THE FIRST SUNDAY IN LENT
Year A
March 9, 2014
Genesis 2:15-17; 3:1-7
Psalm 32
Romans 5:12-19
Matthew 4:1-11
Pastor David Tryggestad
Concordia Evangelical
Lutheran Church
Duluth, Minnesota
I fell into a hole of my own making. I was carrying
groceries from the car. I had not walked more than a few feet when I went down
like a ton of bricks. There I was, sprawled out on the ice and snow, my sack
torn and the contents strewn all around.
The hole I stepped in was of my own making. Our driveway is
gravel with a layer of thick ice—like most of the residential streets in Duluth—and after the last
big storm two weeks ago Thursday, my little Ford Focus was stuck in the ice,
and we had been out of town. Even though we were shoveled out, I could not get
the car to move; the wheels only spun. I shoveled more, I got out the cat
litter, I used an iron crow bar to dig down into the ice to finally free my
front wheels. I was left with two fairly large craters where the front tires
had been.
On Friday, I stepped in one of them, twisted my ankle, and
went down.
I’ve told this story before. It was fourteen years ago.

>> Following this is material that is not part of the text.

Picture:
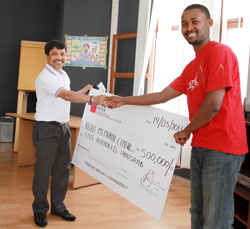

The phone rang in my study here at church. It was my friend,
Tom. He was weeping.
Tom and I had served together on the staff of a large
congregation in Eau Claire.
He was in youth ministry and I in worship and music. Tom was fresh out of
college, and the first time I met him he had his guitar strapped over his
shoulder. We hung out together a lot. He’d come over to our house—he loved
playing with our kids. Tom fell in love with a daughter of the congregation and
their wedding was one of the big events of the year. I played the organ for
their wedding. After five or six years, Tom went to Luther Seminary in St. Paul to become a
pastor. Three years later, I followed. Tom’s wife, Lynne, was our youngest
son’s preschool teacher and helped teach Soren to talk. A year later, I played
the organ for Tom’s ordination service. Tom and Lynne moved to Fargo for his first call, where their
children were born, Isaac and Rachel. We visited them on our way out to Holden Village,
the Lutheran camp in Chelan, Washington,
after I graduated from the seminary three years later.
Tom was weeping over the phone. “I’ll never see my children
graduate from high school. I’ll never see them get married. I’ll never see them
have children of their own.” Tom had testicular cancer that had metastasized.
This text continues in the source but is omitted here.